Nolan attributed the current housing situation to the great economic disparities that exist in Cambridge.

“The reason we have an affordable housing crisis – and it sounds a bit simplistic but people, I don’t think, are talking about it as much – is that we have an income crisis,” she said. . “If you could afford houses in Cambridge, the affordable housing crisis wouldn’t be here. “

Previously, the council put in place policies to try to make housing more affordable. Siddiqui discussed the recent preservation of 504 units in the Rindge Towers – an affordable housing complex – which risked being billed at market rates.

Siddiqui said the Rindge Tower units “will be affordable for the next 50 years” and she is “really proud of this accomplishment.”

Another housing effort passed during this term – and a hotly debated topic in the 2019 municipal elections – is affordable housing. The measure was passed in October 2020 after the city elected a qualified majority of AHO supporters in previous elections.
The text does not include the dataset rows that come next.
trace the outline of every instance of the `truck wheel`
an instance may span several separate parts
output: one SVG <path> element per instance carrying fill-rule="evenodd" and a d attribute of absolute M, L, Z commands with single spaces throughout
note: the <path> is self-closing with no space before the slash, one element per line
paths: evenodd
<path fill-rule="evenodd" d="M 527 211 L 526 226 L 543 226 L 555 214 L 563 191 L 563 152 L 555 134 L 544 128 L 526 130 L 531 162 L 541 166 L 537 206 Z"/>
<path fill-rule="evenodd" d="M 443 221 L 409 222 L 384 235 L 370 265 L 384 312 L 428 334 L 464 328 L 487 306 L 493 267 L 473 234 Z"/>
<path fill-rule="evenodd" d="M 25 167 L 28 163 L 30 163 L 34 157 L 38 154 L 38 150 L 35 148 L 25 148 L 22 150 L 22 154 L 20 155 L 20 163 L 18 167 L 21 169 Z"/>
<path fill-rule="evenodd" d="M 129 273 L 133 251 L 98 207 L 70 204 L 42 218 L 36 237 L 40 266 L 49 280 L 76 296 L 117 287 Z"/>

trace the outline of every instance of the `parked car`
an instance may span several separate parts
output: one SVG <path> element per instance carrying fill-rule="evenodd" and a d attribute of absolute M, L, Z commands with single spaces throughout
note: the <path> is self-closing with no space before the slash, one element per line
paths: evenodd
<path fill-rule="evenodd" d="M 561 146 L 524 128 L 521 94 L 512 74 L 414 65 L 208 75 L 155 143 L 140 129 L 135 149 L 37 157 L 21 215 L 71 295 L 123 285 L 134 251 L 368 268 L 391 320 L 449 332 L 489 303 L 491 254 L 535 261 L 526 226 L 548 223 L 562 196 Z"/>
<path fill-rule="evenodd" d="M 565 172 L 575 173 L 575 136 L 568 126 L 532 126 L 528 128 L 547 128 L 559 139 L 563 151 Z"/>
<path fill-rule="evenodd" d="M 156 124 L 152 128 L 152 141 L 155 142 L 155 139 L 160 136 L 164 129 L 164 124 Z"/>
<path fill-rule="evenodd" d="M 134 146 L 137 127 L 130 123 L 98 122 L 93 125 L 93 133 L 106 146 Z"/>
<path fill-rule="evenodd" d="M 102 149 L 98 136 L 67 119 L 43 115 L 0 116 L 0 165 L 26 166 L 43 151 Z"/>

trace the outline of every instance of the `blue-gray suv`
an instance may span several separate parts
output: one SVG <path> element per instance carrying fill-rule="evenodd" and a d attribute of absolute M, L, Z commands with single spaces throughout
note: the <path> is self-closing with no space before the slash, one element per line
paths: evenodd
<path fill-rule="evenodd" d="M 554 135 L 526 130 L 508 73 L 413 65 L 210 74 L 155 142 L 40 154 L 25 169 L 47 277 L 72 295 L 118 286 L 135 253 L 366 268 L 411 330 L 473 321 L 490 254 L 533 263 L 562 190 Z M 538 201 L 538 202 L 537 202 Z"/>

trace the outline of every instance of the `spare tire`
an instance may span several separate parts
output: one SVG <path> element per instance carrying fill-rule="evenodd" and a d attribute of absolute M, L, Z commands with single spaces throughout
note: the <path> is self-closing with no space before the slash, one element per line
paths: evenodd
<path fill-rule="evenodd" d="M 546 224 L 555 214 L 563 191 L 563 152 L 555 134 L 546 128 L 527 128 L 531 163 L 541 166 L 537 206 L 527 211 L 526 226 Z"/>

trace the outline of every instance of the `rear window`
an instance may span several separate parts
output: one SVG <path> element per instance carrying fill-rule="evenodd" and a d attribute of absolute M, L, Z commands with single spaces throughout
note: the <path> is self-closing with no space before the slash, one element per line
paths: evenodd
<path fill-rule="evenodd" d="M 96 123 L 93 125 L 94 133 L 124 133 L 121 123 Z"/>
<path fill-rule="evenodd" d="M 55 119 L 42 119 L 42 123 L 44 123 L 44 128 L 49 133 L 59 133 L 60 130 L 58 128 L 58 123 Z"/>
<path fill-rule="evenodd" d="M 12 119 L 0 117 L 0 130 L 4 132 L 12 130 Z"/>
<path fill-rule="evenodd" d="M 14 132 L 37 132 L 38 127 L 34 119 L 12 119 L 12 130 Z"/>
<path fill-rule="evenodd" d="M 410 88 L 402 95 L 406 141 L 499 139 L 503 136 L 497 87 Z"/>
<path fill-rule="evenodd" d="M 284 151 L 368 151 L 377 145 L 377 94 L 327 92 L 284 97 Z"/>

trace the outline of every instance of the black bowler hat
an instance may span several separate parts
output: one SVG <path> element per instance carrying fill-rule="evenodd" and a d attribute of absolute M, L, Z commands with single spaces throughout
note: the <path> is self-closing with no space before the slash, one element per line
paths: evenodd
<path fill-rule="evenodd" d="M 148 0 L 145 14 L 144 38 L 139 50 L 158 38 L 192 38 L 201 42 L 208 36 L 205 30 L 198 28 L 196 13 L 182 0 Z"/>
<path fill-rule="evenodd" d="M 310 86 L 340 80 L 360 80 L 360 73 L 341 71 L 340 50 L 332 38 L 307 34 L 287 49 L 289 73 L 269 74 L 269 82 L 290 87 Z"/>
Councilors were divided over the city’s response to the pandemic. McGovern said the city “had” handled the pandemic well.

“Our positivity rates were consistently the lowest of any city in the state. We also had some of the highest test numbers, ”he said. “We have responded to the immediate needs of our homeless population by serving thousands of meals, providing public showers and toilets, opening shelters for gatherings and non-gatherings.”

Carlone said the city should have acted faster to provide assistance to small businesses and tenants.

“The only thing we could have done differently is to help small businesses and people rent earlier than us,” he said. “We did, but it could have been, frankly, in the first month.”

Simmons defended the council’s response to the pandemic, but argued that emergency resources should continue after the pandemic ends.

“I don’t want to go back to normal,” Simmons said. “I want us to get back to better because we’ve now proven to ourselves – and the community – that we can do it if we choose to.”

Zondervan cited the low turnout in Cambridge municipal elections as a cause for concern.

“Traditionally, we see around 30% voter turnout in municipal elections in Cambridge,” he said. “And that’s a real shame because it means that the vast majority of voters are not engaged with our municipal elections and, therefore, our municipal government.”

To increase voter turnout, councilors said they plan to use strategies such as knocking on doors, using phone banking, sending letters and having conversations with voters.

Zondervan added that he wanted Cantabrians to understand the influence they have over their local government.

“My hope is to make them realize that we exist and to know what we are doing, and to let them know that they have a big role to play in how we are going to govern,” he said.